Sampling running very slowly for all models?

Hi - new to pymc3, and currently all of the tutorial examples that I run are going very slowly. As an example, I took this code, reduced the number of samples from 10,000 to 1,000, but it is still taking around 10 minutes to run (~10 draws/s.) There’s another script that my coworker can run in 15 minutes with a similar machine, but when I try to run it it was estimated to take 25 hours.

Here are the software versions I’m running:
pymc3 3.8
theano 1.0.4
Python 3.7.4

My processor is an Intel Core 15-8350U 1.7GHz 8 cores (no discrete GPU)

Here is the code I was running (takes ~10 minutes to complete.) (Note, I also wrapped it in an “if __name__ == ‘__main__’:” statement to avoid getting “RuntimeError: The communication pipe between the main process and its spawned children is broken.”)

Any help would be appreciated! There are a few different projects I’d like to use pymc3 for, but right now it’s hard to even do tutorials because everything takes to long to sample.

import numpy as np, pandas as pd, matplotlib.pyplot as plt, seaborn as sns

if __name__ == '__main__':

sns.set_context('paper')
sns.set_style('darkgrid')

import pymc3 as pm, theano.tensor as tt

# simulate data from a known mixture distribution
np.random.seed(12345) # set random seed for reproducibility

k = 3
ndata = 500
spread = 5
centers = np.array([-spread, 0, spread])

# simulate data from mixture distribution
v = np.random.randint(0, k, ndata)
data = centers[v] + np.random.randn(ndata)

plt.hist(data);

# setup model
model = pm.Model()
with model:
    # cluster sizes
    p = pm.Dirichlet('p', a=np.array([1., 1., 1.]), shape=k)
    # ensure all clusters have some points
    p_min_potential = pm.Potential('p_min_potential', tt.switch(tt.min(p) < .1, -np.inf, 0))


    # cluster centers
    means = pm.Normal('means', mu=[0, 0, 0], sd=15, shape=k)
    # break symmetry
    order_means_potential = pm.Potential('order_means_potential',
                                         tt.switch(means[1]-means[0] < 0, -np.inf, 0)
                                         + tt.switch(means[2]-means[1] < 0, -np.inf, 0))

    # measurement error
    sd = pm.Uniform('sd', lower=0, upper=20)
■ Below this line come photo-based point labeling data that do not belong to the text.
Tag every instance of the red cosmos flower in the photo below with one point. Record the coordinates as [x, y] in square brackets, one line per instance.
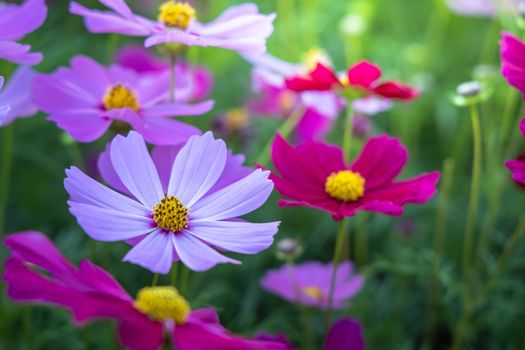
[363, 77]
[315, 175]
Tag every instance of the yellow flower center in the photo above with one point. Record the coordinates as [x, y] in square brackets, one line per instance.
[162, 303]
[170, 214]
[120, 96]
[176, 14]
[345, 186]
[313, 292]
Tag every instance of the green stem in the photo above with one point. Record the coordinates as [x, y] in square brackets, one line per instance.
[284, 130]
[474, 188]
[338, 249]
[7, 162]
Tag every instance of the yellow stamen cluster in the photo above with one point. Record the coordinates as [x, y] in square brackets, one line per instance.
[345, 186]
[120, 96]
[313, 292]
[163, 303]
[176, 14]
[171, 214]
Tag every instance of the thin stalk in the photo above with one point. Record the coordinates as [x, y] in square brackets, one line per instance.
[7, 162]
[339, 243]
[474, 188]
[284, 130]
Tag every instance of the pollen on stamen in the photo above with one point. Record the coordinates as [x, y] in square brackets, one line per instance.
[120, 96]
[170, 214]
[176, 14]
[345, 186]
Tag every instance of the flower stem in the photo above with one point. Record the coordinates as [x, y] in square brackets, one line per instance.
[7, 162]
[339, 243]
[284, 130]
[474, 188]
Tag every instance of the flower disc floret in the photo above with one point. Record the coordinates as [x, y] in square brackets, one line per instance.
[345, 185]
[163, 303]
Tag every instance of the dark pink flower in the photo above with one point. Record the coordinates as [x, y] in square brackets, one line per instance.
[36, 272]
[362, 77]
[315, 175]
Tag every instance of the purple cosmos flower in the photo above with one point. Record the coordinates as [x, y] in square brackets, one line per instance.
[85, 99]
[183, 220]
[309, 283]
[193, 83]
[16, 21]
[37, 272]
[241, 28]
[17, 95]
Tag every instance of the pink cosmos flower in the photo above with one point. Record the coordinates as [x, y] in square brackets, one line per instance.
[87, 98]
[309, 283]
[17, 95]
[37, 272]
[513, 61]
[517, 167]
[16, 21]
[193, 83]
[183, 220]
[315, 175]
[241, 28]
[362, 78]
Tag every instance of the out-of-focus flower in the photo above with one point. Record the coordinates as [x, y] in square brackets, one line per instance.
[315, 175]
[37, 272]
[360, 80]
[517, 167]
[16, 21]
[309, 283]
[241, 28]
[193, 83]
[85, 99]
[484, 8]
[345, 334]
[17, 95]
[184, 221]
    # latent cluster of each observation
    category = pm.Categorical('category',
                              p=p,
                              shape=ndata)
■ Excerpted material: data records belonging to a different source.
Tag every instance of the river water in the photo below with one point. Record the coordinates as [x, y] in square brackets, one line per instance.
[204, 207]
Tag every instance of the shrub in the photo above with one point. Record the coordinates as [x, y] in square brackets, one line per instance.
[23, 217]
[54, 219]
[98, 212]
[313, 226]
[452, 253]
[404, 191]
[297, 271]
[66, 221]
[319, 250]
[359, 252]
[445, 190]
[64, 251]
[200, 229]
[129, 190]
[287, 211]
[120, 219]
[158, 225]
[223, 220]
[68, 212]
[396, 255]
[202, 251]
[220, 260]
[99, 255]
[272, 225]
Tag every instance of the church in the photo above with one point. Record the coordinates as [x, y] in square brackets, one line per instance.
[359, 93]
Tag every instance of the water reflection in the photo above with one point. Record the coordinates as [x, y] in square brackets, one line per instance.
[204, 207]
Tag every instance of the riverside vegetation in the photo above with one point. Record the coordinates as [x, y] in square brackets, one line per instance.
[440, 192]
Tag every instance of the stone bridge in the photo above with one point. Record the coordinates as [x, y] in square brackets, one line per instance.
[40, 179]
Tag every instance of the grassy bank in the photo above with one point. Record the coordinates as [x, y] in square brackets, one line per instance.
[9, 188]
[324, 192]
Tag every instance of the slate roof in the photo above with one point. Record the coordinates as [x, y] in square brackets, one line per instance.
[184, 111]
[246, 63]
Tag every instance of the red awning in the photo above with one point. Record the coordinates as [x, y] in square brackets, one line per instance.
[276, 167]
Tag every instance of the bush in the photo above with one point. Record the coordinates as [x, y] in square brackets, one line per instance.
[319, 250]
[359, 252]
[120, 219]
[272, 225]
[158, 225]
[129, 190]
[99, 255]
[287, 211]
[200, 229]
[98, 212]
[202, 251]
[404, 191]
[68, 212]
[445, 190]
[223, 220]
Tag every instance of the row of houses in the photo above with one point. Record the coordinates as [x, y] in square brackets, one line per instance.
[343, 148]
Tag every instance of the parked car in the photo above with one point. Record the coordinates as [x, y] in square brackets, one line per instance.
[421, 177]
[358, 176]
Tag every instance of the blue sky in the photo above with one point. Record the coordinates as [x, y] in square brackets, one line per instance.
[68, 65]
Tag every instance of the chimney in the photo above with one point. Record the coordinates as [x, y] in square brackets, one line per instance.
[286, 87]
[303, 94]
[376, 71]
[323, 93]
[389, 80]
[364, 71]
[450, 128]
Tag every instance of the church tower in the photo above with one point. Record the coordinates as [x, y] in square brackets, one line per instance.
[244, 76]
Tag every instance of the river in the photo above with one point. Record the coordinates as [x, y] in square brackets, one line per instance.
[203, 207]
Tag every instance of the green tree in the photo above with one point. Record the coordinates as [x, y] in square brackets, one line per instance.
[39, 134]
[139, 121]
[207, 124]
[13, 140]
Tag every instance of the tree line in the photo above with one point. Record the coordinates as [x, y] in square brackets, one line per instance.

    # likelihood for each observed value
    points = pm.Normal('obs',
                       mu=means[category],
                       sd=sd,
                       observed=data)


# fit model
with model:
    step1 = pm.Metropolis(vars=[p, sd, means])
    step2 = pm.ElemwiseCategorical(vars=[category], values=[0, 1, 2])
    tr = pm.sample(1000, step=[step1, step2])

Discovered the issue - I needed to install the m2w64-toolchain. After running “conda install m2w64-toolchain” everything is running much much faster.